A Python data analysis tool that reads the data from two different excel files consisting of attributes of films and tv products. It analyzes and compares each one of them and generates python dictionaries with same or the most similar products in pairs with different similarity scores.
Used pandas to read the data from two different excel files consisting of over two thousands film and tv products with their attributes: title, show_type, director, actor, imdb_link, year, writer, country, and summary. It reads the data and save them in data frames for further analysis. Save the read data into python dictionaries: {assetId: value}. Here, the value is the corresponding value in different attributes. For example, ccms_director = {id1: director1, id2: director2, id3: director3...}
Remove all the text seperator while storing the director, actor, and writer into different dictionaries. Functions built: divide_comma(d) and divide_slash(d).
Uased Jieba, a Chinese text segmentation Python module for cutting the words into segmentations for easier analysis of similarities. This module is used for analyzing title similarity and summary similarity.
In summary analysis, wrote a text file consisting of all the stop words to be removed. Removed all the stop words in the text in order to generate better similarity score.

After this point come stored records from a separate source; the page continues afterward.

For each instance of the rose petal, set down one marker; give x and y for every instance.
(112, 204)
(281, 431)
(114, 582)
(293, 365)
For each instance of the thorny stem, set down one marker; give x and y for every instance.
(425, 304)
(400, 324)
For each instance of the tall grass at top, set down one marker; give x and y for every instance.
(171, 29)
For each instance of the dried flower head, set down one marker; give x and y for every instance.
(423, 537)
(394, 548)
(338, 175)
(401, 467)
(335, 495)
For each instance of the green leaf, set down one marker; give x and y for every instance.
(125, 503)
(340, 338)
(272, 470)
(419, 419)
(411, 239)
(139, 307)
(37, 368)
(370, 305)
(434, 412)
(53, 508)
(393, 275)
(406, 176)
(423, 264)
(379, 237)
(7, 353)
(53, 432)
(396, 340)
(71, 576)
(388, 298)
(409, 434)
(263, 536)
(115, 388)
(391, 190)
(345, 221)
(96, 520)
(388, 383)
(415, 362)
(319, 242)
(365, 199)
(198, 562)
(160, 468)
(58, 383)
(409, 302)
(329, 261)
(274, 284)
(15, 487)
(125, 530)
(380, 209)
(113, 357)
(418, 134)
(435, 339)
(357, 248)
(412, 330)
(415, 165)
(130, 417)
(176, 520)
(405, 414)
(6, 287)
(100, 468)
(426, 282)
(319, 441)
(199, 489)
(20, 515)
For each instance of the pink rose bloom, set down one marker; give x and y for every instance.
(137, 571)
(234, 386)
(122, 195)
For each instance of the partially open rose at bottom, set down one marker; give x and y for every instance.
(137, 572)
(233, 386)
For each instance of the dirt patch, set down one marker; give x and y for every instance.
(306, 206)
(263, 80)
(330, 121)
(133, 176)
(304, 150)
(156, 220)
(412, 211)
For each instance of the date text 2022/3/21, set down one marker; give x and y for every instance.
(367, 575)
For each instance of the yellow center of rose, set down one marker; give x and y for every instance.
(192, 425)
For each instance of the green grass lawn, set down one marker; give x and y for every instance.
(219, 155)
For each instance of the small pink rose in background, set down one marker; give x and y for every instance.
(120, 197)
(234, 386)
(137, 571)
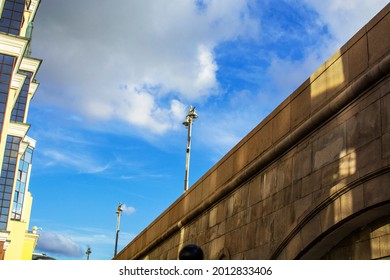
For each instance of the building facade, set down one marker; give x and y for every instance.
(17, 88)
(311, 181)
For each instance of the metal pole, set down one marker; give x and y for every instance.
(188, 123)
(88, 252)
(188, 152)
(118, 213)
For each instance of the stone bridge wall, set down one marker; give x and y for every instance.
(309, 179)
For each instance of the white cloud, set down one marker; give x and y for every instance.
(128, 210)
(59, 244)
(81, 162)
(136, 62)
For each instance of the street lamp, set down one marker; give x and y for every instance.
(88, 252)
(188, 123)
(118, 214)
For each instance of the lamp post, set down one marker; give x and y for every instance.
(118, 214)
(188, 123)
(88, 252)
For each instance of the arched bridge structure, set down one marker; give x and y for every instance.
(311, 181)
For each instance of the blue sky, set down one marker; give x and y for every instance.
(116, 83)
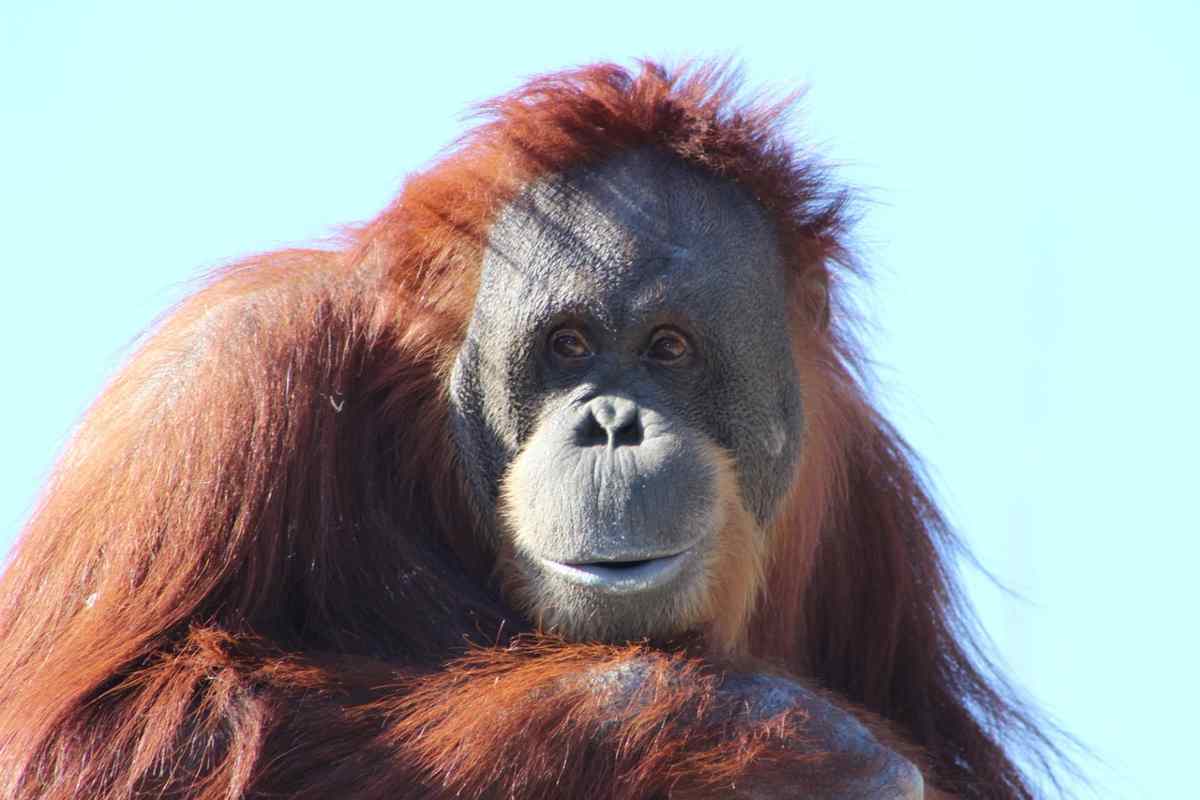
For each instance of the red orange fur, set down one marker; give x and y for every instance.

Combine each asset's director, actor, and writer into one set corresponding to its ID for easier future analysis.
Used Gensim, a module that generates text similarities. Click here, my blog explaining how to use jieba and Gensim to calculate text similarity https://medium.com/better-programming/introduction-to-gensim-calculating-text-similarity-9e8b55de342d, for further information
Built a helper function that compares director, actor and writer together and generate similarity scores.
Combine all the different situations based on the completion of the data in excels. For example, if an asset does not have its attribute of "summary," the function compares its other attributes with other assets. Find intersections for each dictionaries consisting of the similarity scores between IDs.
{'10393100': {'4301224': 0.5442176103591919}, '10388212': {'1985677': 0.8548175692558289}, '10388709': {'4078592': 0.9465906918048859}, '10480703': {'24827387': 0.909143473704656}, '10392406': {'25820460': 0.39450199604034425}, '10024839': {'2129132': 0.20977436915040015}, '10376664': {'26301742': 0.6314144368682588...} This is an example of the output, consisting of the ID pairs with their similarity score.